Working in the prison with the inmates was one of the most special things I have ever done. The amount of talented people one can find in the prison is astonishing. Talent in creativity, acting, singing, thinking, painting and so on. I felt honored that the guys in HMP Swaleside opened up to us and shared their stories and trusted us in all the excercises.
I was halfway through my pregnancy when we went in one day. We had created a mini opera around Schubert's Der Tod und das Mädchen. One of the scenes involved the guys lifting me up above their heads, pregnant and all, and walk around, then carefully laying me on the floor whilst singing the lyrics of "der Tod" which they had only learned that morning.
Their reactions to the idea in the first place were so varied. Some felt up to the task and others didn't dare to carry that responsibility and were brave enough to share that in front of their fellow inmates. After all; there were two gangleadears from within the prison in the group and everybody had their reputation to keep up high. However, when the moment arrived they all stepped forward and did it. It was a moment of utter trust for them and me.
It seemed like it was a long time for some of them since they had another human putting their faith in them.
It may sound strange, but I miss them and I very much hope they are all well despite being in there.
It's not everyday that one can experience what it is like to be in prison and to be able to walk out again at the end of the day.
And trust me; being stuck in prison is punishment enough, by far enough, so please let's not deprive the people in there from life any further than necessary and bring them art, any form of art, to keep in touch with the essence of life itself.
Them vs us
A story about the WhoAreWe? project at the Tate Modern (Tate Exchange) 22nd – 27th May 2018
We started on the Tuesday with 3 sofas, some pillows, a piano and an idea.
Very suiting for a project called WhoAreWe?.
We had to figure out in little time who WE were.
Singers? Musicians? Actors? Engagers?
How was that fitting in a project focused on (dis-) placement, housing, memory and migration, movement, politics of language teaching, the design of a hostile environment, rural, regional and urban ecosystems/transformations, food, environmental and racial justice.
Not only did we have just weeks to prepare - some projects on the floor had been talking to the organisers for a year - we also felt like “musical immigrants” in a big famous house that focused primarily on the visual arts.
Luckily we were guided by Menotti’s opera The Consul and the concept of teaching.
These two ideas stood almost directly opposite of each other as teaching requires people to open up to each other, to search for mutual grounds to start sharing on – the secretary and even more so the consul himself remain closed and safe on their own ground.

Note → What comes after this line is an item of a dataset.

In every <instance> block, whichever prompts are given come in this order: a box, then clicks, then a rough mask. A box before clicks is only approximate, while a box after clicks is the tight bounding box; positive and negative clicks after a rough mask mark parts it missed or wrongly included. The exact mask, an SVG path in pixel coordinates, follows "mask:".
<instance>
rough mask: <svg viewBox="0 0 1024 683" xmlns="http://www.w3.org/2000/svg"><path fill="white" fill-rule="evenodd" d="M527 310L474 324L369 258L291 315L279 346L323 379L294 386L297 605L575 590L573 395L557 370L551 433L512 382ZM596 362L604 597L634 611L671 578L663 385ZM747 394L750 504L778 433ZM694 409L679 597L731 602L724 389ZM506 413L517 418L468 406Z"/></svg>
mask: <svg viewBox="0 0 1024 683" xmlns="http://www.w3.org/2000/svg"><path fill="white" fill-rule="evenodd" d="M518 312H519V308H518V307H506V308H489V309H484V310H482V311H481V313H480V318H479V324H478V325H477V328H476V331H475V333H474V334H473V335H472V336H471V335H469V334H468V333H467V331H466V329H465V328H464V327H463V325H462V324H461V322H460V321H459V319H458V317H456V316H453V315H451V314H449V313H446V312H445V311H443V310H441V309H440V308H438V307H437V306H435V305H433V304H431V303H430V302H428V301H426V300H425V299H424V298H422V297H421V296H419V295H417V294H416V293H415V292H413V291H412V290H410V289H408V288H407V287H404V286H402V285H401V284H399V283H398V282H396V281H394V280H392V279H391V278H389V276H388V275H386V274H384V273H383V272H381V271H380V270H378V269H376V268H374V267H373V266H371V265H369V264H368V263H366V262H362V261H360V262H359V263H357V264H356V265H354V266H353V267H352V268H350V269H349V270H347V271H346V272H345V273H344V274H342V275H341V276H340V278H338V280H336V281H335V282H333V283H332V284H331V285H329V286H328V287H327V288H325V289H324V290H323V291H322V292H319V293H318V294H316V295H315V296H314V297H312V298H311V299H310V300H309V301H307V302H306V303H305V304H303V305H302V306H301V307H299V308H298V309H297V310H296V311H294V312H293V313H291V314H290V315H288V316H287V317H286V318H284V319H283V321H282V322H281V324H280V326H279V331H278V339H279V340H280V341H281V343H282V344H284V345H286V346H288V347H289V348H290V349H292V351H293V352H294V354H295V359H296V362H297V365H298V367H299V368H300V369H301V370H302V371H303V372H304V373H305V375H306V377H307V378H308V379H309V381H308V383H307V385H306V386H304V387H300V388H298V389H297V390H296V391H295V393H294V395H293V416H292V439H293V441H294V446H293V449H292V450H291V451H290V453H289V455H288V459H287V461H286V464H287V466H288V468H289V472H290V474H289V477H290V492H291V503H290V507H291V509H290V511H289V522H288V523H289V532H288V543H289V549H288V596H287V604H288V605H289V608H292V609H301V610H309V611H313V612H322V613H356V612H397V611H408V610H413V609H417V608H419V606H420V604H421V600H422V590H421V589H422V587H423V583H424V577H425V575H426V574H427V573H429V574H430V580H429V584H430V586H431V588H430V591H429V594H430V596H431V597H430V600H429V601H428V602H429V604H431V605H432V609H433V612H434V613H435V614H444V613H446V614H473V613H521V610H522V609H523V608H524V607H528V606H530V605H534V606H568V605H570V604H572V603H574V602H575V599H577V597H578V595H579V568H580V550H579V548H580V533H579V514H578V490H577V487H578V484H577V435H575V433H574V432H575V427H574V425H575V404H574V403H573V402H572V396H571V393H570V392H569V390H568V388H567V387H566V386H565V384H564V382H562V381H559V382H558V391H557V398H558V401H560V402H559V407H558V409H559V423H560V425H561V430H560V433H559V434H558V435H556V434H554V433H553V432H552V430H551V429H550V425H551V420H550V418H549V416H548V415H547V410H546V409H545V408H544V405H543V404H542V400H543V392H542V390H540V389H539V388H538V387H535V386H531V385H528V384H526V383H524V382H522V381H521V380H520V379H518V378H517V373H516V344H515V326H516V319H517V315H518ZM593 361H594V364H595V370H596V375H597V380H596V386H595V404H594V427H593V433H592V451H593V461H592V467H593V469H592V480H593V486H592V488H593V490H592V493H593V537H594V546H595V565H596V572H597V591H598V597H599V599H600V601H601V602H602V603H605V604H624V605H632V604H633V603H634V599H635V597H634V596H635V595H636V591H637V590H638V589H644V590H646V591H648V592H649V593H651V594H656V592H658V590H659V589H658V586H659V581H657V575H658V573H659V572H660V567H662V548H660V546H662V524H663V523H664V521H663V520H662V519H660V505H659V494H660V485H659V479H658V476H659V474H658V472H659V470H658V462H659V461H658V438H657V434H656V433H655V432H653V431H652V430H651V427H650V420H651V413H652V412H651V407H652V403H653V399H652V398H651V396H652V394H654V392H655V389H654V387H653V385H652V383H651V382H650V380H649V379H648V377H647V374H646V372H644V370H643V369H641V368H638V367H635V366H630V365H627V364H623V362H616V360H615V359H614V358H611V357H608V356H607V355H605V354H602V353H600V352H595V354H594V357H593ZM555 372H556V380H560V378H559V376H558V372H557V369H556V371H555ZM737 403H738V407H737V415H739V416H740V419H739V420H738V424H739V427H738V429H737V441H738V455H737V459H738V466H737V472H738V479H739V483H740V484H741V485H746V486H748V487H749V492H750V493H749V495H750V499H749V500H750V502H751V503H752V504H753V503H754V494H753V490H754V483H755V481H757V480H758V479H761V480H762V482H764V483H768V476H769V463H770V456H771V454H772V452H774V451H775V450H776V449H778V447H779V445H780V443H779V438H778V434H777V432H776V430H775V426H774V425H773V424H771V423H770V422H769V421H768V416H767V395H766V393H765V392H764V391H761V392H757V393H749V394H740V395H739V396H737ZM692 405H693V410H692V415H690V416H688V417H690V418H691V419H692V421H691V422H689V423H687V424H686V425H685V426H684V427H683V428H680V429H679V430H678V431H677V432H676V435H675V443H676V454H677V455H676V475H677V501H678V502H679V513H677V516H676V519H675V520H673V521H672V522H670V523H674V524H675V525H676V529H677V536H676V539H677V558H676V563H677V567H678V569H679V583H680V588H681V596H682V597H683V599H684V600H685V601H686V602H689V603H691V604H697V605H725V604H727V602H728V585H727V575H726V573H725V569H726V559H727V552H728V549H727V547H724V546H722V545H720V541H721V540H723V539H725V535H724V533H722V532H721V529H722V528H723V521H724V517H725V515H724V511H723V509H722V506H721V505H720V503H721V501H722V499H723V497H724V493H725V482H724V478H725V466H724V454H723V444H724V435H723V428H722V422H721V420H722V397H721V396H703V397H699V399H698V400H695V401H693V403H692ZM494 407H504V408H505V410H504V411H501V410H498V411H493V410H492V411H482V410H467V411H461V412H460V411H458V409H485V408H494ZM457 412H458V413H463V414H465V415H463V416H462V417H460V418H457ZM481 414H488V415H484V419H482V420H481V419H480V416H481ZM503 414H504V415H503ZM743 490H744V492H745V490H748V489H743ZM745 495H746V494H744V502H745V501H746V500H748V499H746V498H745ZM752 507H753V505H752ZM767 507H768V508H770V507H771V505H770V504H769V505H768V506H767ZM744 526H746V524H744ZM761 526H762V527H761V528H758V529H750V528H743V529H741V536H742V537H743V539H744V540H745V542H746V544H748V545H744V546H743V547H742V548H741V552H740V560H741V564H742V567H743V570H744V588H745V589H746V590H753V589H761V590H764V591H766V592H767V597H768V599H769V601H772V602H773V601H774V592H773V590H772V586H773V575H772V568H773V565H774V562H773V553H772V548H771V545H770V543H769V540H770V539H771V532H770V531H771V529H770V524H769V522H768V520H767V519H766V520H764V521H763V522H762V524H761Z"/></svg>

Them vs us is of strong influence in the opera.
When we ask ourselves who WE are instantly we create a feeling of them vs us.
Being open - teaching and learning can bridge this divide.
Perhaps more fundamentally, a universal experience of humanity is our experience of our parents and our children, which can be linked by the lullabies we hear as children and sing as parents.
People from all over the world sing lullabies to their children. Wouldn’t it be a great idea to have the visitors sharing their lullabies with us and each other?
Maybe even teach us one or two? Or record them singing their songs to us.
Having started the Tuesday with very little we ended the Sunday with a mini opera including a chorus based on pieces from The Consul and above all: with a table full of lullabies on rolls of brown paper, with the rolls continuing on the floor. Lullabies in many different languages, alphabets, moods and meanings.
How interesting that a few from the Slavic countries had more threatening texts like: if you sleep too near the edge of the bed, you’ll fall off and the wolf will eat you.
Or in many of the East Asian ones children needed to go to sleep so that their parents could go work hard on the fields or the sea.
A big box of cut out brown paper full of lullabies is waiting for us to go and explore, as well as many recordings of people singing their lullabies to us and telling us what they mean.
Furthermore, the music score of The Consul is burning with desire to be opened and performed as never was the topic of them vs us and the need for papers more of an international problem as today and we need to show “them” that we’re all “us”!